Western blotting and kinase assay
Total protein extracts were prepared by trichloroacetic acid (TCA) precipitation (Caspari et al., 2000), run on SDS-PAGE gels and blotted using alkaline phosphatase-coupled secondary antibodies. Protein kinase (PK)-dependent immunoprecipitation of Ark1 was performed using protein A Dynal beads (Invitrogen) with covalently coupled α-PK antibodies, and the kinase assay was performed as described previously (Petersen and Hagan, 2005). Phosphorylation-specific antibodies at a dilution of 1:500 were used to detect phosphorylation of Plo1 S402 or Plo1 fusion peptides (Petersen and Hagan, 2005). Ark1.PK was detected with mAb336 anti-Pk (SV5) epitope antibodies at a dilution of 1:200. S10 phosphorylation of histone H3 was detected with H3SP antibodies (Upstate Biochemicals) at a dilution of 1:200. Tubulin was detected using anti-α-Tat1 antibodies (Woods et al., 1989) at a dilution of 1:1500.

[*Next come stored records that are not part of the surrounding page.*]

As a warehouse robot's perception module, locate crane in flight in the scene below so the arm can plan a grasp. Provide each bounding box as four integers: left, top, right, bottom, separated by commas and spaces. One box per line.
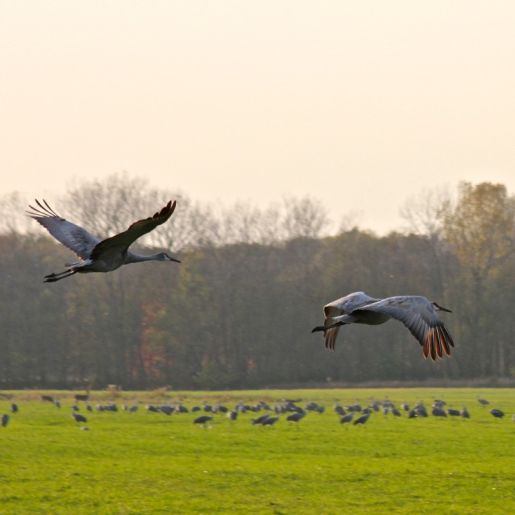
28, 199, 180, 282
312, 291, 454, 361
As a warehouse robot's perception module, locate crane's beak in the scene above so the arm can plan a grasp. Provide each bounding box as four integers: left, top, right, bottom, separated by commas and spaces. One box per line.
437, 303, 452, 313
166, 254, 181, 263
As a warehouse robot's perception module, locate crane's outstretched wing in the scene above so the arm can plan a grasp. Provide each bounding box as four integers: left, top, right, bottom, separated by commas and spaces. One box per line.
27, 199, 100, 260
320, 292, 378, 350
353, 296, 454, 360
90, 200, 176, 259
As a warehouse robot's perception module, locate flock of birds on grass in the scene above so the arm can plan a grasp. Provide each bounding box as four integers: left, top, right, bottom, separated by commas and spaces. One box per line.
28, 199, 456, 361
1, 394, 513, 431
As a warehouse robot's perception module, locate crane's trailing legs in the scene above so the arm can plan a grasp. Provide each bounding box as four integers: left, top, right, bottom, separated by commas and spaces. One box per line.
44, 270, 78, 283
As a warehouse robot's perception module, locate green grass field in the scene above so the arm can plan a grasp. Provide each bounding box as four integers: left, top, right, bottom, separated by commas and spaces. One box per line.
1, 388, 514, 514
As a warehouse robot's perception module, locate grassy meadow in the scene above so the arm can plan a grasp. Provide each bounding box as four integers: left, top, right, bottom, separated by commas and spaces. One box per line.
1, 388, 514, 514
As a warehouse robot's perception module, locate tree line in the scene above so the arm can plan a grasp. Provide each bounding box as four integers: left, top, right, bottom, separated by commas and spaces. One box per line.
1, 175, 514, 389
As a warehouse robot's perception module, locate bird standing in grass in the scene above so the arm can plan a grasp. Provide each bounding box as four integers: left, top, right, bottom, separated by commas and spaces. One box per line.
28, 199, 180, 282
72, 413, 88, 424
286, 412, 306, 423
340, 413, 354, 424
353, 413, 370, 425
1, 414, 9, 427
262, 416, 279, 426
312, 291, 454, 361
194, 415, 213, 427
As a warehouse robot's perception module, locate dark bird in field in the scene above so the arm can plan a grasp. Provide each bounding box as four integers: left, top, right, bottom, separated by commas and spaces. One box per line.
408, 409, 417, 419
312, 292, 454, 360
191, 406, 201, 412
461, 407, 470, 419
401, 403, 410, 412
432, 407, 447, 417
72, 413, 88, 423
478, 398, 490, 406
371, 402, 381, 412
414, 404, 428, 417
54, 400, 61, 408
340, 413, 354, 424
160, 406, 173, 416
72, 405, 80, 412
1, 414, 9, 427
28, 199, 180, 282
447, 408, 461, 417
74, 394, 89, 402
11, 403, 18, 413
490, 409, 504, 419
262, 416, 279, 426
41, 395, 54, 402
286, 412, 306, 423
252, 414, 272, 425
194, 415, 213, 426
334, 405, 346, 416
227, 411, 238, 421
391, 408, 401, 417
86, 404, 93, 412
353, 413, 370, 425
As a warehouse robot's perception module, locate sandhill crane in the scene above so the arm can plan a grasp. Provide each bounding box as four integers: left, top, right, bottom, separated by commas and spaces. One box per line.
1, 414, 9, 427
27, 199, 180, 282
72, 413, 87, 423
312, 291, 454, 361
353, 413, 370, 425
340, 413, 354, 424
262, 416, 279, 426
490, 409, 504, 419
194, 415, 213, 427
286, 412, 306, 423
432, 406, 447, 417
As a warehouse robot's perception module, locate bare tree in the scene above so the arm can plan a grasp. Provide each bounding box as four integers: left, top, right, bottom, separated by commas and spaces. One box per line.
281, 196, 330, 239
400, 186, 451, 238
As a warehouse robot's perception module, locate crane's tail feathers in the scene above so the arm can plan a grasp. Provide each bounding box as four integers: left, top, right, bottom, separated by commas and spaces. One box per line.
44, 270, 77, 283
422, 326, 454, 361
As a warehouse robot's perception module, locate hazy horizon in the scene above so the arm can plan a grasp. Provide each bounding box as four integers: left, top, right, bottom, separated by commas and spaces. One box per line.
1, 1, 514, 234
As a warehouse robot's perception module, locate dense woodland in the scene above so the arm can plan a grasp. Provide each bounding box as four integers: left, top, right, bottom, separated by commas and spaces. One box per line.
1, 175, 514, 389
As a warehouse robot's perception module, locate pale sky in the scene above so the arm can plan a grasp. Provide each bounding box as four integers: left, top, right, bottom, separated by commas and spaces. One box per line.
1, 1, 514, 233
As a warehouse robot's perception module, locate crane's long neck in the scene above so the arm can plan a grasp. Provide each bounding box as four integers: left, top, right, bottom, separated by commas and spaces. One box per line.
125, 252, 162, 264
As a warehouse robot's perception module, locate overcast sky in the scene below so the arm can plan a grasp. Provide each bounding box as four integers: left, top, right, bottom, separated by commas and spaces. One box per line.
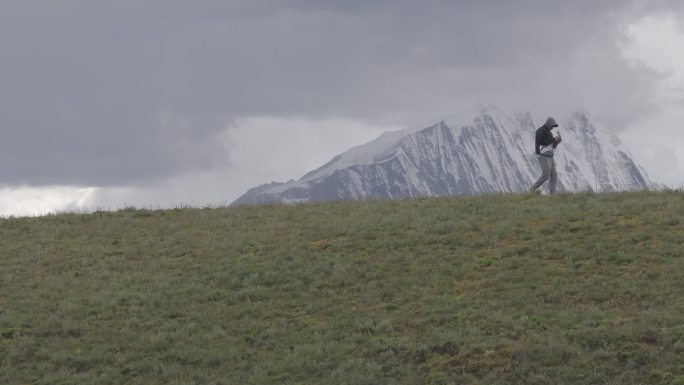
1, 1, 684, 216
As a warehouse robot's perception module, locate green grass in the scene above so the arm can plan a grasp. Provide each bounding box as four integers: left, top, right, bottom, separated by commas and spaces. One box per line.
1, 190, 684, 384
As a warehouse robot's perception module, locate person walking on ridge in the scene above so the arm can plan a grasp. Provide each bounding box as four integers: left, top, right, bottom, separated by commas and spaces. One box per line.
530, 117, 562, 193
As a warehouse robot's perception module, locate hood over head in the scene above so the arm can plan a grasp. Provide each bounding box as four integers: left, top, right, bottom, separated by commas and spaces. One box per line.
544, 117, 559, 128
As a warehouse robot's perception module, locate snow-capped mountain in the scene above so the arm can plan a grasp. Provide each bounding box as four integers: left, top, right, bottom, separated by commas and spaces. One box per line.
232, 105, 655, 205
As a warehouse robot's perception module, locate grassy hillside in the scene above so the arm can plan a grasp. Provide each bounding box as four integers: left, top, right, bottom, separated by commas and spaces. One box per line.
1, 191, 684, 385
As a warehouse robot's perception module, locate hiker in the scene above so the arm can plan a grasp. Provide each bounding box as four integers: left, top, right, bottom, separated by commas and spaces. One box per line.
530, 117, 562, 193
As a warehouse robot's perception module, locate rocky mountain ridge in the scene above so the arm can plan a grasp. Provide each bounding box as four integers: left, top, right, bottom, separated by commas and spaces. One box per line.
233, 106, 654, 205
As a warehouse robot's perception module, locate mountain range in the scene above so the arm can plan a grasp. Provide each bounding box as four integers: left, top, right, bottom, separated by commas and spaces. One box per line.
232, 105, 655, 205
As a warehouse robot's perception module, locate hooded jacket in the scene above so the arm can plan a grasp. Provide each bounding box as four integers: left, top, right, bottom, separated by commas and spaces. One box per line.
535, 117, 559, 156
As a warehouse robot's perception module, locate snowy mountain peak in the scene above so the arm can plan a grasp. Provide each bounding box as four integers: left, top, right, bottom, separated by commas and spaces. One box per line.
232, 106, 655, 205
441, 102, 504, 129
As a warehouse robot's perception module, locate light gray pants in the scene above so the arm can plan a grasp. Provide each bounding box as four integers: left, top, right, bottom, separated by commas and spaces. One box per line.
530, 155, 557, 193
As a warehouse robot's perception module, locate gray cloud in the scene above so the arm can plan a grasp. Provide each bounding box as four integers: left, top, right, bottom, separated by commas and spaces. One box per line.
0, 0, 682, 187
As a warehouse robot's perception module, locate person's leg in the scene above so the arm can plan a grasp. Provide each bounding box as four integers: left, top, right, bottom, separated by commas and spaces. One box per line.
530, 156, 551, 191
549, 157, 558, 193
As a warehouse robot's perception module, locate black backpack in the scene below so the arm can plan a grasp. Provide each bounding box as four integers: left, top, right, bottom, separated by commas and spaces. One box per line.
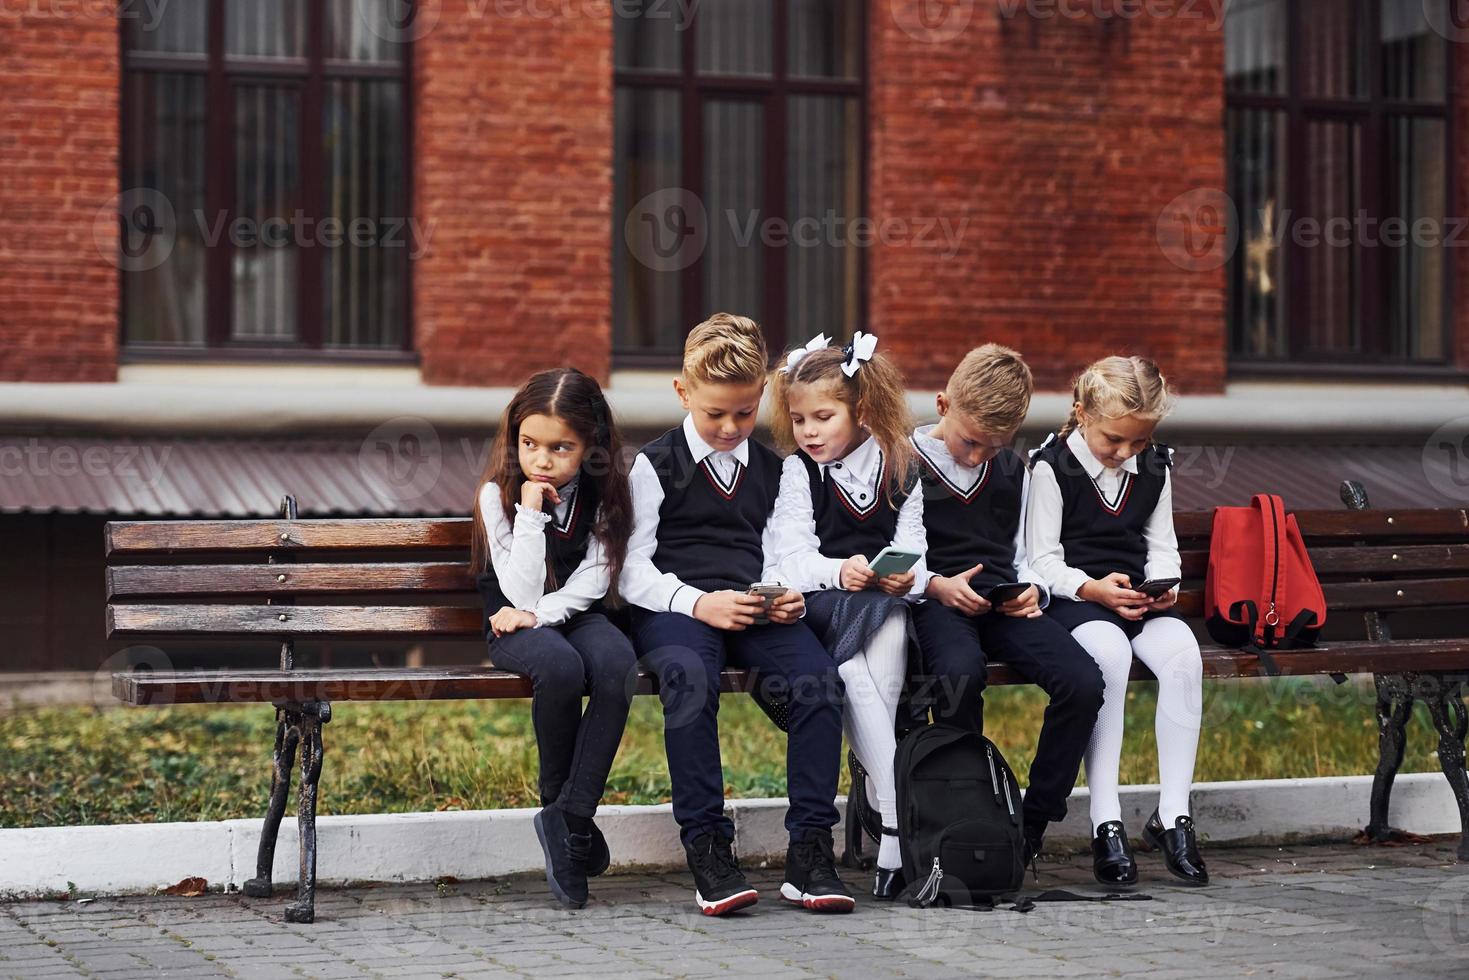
895, 724, 1025, 907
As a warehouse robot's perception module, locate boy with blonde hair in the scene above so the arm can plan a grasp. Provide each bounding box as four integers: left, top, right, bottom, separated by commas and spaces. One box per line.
621, 313, 854, 915
908, 343, 1105, 869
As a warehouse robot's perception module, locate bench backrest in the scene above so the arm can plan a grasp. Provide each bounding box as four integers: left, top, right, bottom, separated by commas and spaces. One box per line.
105, 504, 1469, 645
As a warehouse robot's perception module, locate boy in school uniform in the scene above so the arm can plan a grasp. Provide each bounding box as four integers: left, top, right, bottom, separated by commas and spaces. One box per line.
622, 313, 854, 916
909, 344, 1106, 867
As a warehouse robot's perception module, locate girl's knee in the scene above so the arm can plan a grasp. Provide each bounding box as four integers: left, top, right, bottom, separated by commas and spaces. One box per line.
1072, 622, 1134, 682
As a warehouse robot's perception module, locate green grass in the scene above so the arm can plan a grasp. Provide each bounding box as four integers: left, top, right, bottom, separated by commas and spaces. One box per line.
0, 677, 1451, 829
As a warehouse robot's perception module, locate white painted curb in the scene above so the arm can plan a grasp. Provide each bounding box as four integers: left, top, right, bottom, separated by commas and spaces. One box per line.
0, 773, 1461, 898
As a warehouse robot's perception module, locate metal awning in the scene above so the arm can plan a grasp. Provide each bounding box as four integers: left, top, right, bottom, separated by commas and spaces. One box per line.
0, 435, 1458, 517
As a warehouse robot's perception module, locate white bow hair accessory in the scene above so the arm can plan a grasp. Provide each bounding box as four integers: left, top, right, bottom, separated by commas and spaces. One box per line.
781, 332, 832, 373
841, 331, 879, 377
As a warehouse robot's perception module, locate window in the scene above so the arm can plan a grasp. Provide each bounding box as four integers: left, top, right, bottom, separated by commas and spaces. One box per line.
1225, 0, 1451, 368
613, 0, 865, 361
121, 0, 413, 355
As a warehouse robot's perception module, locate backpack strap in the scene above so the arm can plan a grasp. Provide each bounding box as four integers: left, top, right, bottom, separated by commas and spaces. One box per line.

We thank Keith Gull and Iain Hagan for reagents, Annick Sawala for technical assistance at the early stage of the project, Iain Hagan, Stephen Taylor, Claudia Wellbrock and members of the laboratory for stimulating discussions and valuable comments on the manuscript.
This work was supported by the Biotechnology and Biological Sciences Research Council [grant number BB/E002056/1]; a Cancer Research UK Senior Fellowship [grant number C10888/A11178]; and The University of Manchester. Deposited in PMC for release after 6 months.